Is Child Maltreatment Associated with Substance Use? New Evidence Emerges


Female emergency department patients with adverse childhood experiences were more likely to have substance use issues.


According to a new study1 from the Prevention Research Center of the Pacific Institute for Research and Evaluation, child maltreatment is associated with increased risk of substance use among urban female emergency department (ED) patients.

Using a survey of 1037 married/partnered ED patients at a public safety-net hospital, researchers gathered data about at-risk drinking, cannabis, and illicit drug use. At least 1 adverse childhood experience was reported by 53% of men and 60% of women.

Carol Cunradi, the lead author, had this to say to the press: “Health disparities are pervasive among underserved populations, such as those seeking care at urban EDs. So it is important to understand how adverse childhood experiences are linked with substance use among urban ER patients. The prevalence of exposure to childhood maltreatment in this urban ED sample underscores the importance of ED staff providing trauma-informed care to patients, including the delivery of brief interventions and referral to treatment.”2

Child maltreatment, or adverse childhood experiences (ACEs), was quantified as exposure to a person with a mental illness in the home; a parent or caregiver with alcohol use disorder; sexual abuse; physical abuse; psychological abuse; and violence directed towards the mother. Participants were assessed on their exposure to the experiences with a brief version of the ACE scale, with 1 question per experience.

Men’s adverse childhood experiences were not associated with increased likelihood of substance use outcomes. Women’s, however, were associated. For example, women with more than 1 adverse experience were more likely to use cannabis or illicit drugs, and women whose mothers were victims of domestic abuse had a greater risk of unhealthy drinking.
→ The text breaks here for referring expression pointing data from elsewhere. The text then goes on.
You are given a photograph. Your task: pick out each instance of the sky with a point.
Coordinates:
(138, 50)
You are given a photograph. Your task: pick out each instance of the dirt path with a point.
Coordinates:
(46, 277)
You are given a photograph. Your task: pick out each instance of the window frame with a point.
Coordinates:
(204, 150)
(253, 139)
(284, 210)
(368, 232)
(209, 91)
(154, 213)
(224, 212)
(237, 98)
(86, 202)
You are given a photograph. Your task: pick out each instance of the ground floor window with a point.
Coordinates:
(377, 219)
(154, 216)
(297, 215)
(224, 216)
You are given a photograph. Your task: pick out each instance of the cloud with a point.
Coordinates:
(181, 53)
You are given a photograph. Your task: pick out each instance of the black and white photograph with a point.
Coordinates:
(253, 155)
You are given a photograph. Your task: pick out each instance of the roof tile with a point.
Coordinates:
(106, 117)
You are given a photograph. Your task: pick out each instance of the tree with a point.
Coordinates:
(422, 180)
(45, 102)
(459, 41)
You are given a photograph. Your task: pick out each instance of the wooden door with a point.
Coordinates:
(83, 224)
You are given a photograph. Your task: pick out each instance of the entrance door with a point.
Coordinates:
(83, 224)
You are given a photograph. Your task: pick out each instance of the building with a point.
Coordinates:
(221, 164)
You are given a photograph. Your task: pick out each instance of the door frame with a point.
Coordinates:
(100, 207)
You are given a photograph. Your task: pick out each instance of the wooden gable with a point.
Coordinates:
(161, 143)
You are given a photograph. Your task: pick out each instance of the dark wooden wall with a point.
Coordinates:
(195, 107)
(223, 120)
Evidence of ACE-related health disparities in urban, low-income populations suggest the need for the development of effective primary prevention, and should be a priority in local, state, and federal entities. In the meantime, EDs may help with secondary prevention and assistance of care in disadvantaged patients.
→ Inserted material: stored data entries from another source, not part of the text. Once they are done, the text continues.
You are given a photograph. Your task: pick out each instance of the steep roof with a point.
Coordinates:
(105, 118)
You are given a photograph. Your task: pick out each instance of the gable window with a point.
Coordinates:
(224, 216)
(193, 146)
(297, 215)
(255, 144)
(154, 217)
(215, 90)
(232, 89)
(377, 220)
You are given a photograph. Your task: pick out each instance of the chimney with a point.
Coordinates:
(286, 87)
1. Cunradi CB, Caetano R, Alter HJ, Ponicki WR. Adverse childhood experiences are associated with at-risk drinking, cannabis and illicit drug use in females but not males: an Emergency Department study. Am J Drug Alcohol Abuse. 2020:1-10.

2. Pacific Institute for Research and Evaluation. Adverse childhood experiences and at-risk drinking, cannabis, and illicit drug use. News release. Medical Xpress. November 23, 2020.